The recent northward expansion of Lymantria monacha in relation to realised changes in temperatures of different seasons

Publication date: 1 November 2018
Source:Forest Ecology and Management, Volume 427
Author(s): Julia J.J. Fält-Nardmann, Olli-Pekka Tikkanen, Kai Ruohomäki, Lutz-Florian Otto, Reima Leinonen, Juha Pöyry, Kari Saikkonen, Seppo Neuvonen

The northern regions are warming more rapidly than the global mean. This may cause problems in boreal forests if pest insects expand their ranges north. In Finland, the Nun moth (Lymantria monacha (Linnaeus)) is a potential forest defoliator that has earlier occurred sparsely along the southern coast of the country, but that might become a significant pest as it is in Central Europe. In this study we describe the changes in distribution and abundance of L. monacha in Finland, analyze these in relation to changing climate, and discuss management implications for the situation of a potentially serious pest expanding its range rapidly to new areas.
We used data from two long-term databases, the open access Insect Database (1960–2013), and Nocturna (1993–2013), the national monitoring scheme for night-flying moths. A trend of rising L. monacha abundances in Southern Finland since the 1990s was discernible in both datasets.
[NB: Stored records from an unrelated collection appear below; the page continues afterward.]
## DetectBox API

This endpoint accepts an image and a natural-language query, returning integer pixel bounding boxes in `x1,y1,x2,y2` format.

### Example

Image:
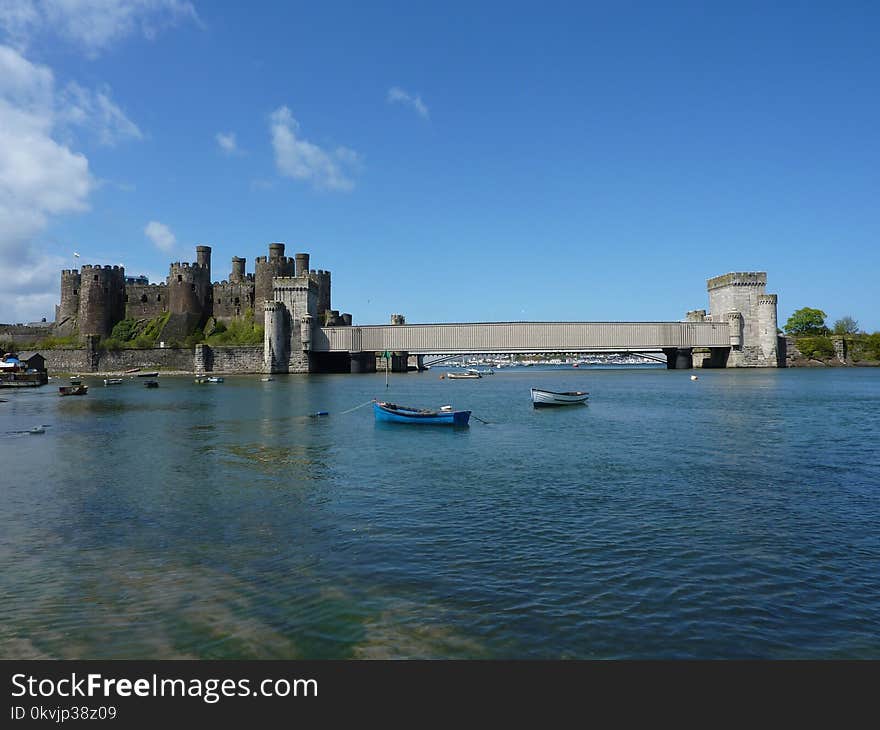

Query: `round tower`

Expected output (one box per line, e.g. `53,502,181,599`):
77,265,126,338
255,243,295,313
58,269,82,325
308,269,331,317
196,245,212,281
726,311,743,348
757,294,779,365
168,261,211,319
295,252,310,277
230,256,246,284
263,300,289,373
391,314,406,325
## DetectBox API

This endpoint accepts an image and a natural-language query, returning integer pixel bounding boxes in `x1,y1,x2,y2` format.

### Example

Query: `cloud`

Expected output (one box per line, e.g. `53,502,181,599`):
0,0,201,57
269,106,359,192
215,131,239,155
59,81,142,145
144,221,176,252
387,86,429,119
0,45,94,322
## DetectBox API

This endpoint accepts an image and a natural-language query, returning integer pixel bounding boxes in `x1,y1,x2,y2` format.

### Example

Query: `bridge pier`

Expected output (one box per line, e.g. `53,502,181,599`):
664,348,693,369
350,351,377,374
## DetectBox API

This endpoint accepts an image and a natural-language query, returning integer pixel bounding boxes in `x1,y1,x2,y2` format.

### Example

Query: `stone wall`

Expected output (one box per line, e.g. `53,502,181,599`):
206,346,263,373
0,324,55,345
40,347,193,373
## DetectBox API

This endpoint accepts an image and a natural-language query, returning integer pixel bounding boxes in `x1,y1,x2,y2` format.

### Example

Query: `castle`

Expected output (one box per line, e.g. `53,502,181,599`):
55,243,351,349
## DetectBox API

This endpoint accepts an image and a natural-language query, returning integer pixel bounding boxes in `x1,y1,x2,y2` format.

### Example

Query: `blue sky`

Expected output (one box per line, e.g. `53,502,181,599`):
1,1,878,330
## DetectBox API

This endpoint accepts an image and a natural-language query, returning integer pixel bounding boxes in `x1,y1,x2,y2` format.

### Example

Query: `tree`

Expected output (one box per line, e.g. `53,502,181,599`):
784,307,827,336
832,316,859,335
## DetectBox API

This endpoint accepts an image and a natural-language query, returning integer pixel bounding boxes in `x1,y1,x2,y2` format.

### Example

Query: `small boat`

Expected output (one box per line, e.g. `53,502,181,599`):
125,367,140,374
206,377,224,383
194,376,206,384
373,401,471,426
260,377,273,382
467,368,494,376
59,384,88,396
530,387,589,407
572,363,579,368
104,378,123,386
29,426,45,434
137,371,159,377
447,372,481,380
144,380,159,388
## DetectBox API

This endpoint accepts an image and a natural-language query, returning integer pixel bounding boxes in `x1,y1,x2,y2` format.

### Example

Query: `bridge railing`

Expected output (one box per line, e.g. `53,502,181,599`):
312,321,730,353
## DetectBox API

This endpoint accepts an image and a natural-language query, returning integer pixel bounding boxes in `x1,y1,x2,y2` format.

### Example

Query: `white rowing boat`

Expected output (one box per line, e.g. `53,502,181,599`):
530,387,589,407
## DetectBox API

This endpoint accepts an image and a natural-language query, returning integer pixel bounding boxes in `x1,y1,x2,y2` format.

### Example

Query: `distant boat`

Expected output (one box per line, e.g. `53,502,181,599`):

Furthermore we found that the species has expanded its range from the southern coast northwards to approx. 63 °N, i.e. about 200 km, during two decades.
To compare the development of the L. monacha population with climatic variables we calculated three temperature parameters, EminT – the minimum temperature during the egg stage of L. monacha in winter, LT – the average temperature for the larval stage, and PAT – the average temperature for the pupal and adult stage. Model selection methods using information criteria ranked highest models where L. monacha abundance was related to EminT and PAT. This indicates that the recent success of L. monacha in Finland may be related to higher winter survival of eggs or improved dispersal and reproduction success of adult moths. The experimentally confirmed median freezing temperature of L. monacha eggs is −29.5 °C. Minimum winter temperatures on the southwestern coast of Finland have not dropped below this lethal limit since 1987. This corresponds temporally well the L. monacha upswing starting in the 1990s. Furthermore, it was notable that the temperature during the larval period (May – June) did not increase during the last decades, which suggests that high early summer temperatures have not been necessary for the northward expansion of L. monacha.
L. monacha is a major pest in coniferous forests in Central Europe, and may become a threat throughout its expanded range. We outline a multilevel monitoring programme that has proven efficient in L. monacha outbreak areas, and advocate risk reduction through forest conversion to mixed and ecologically stable stands.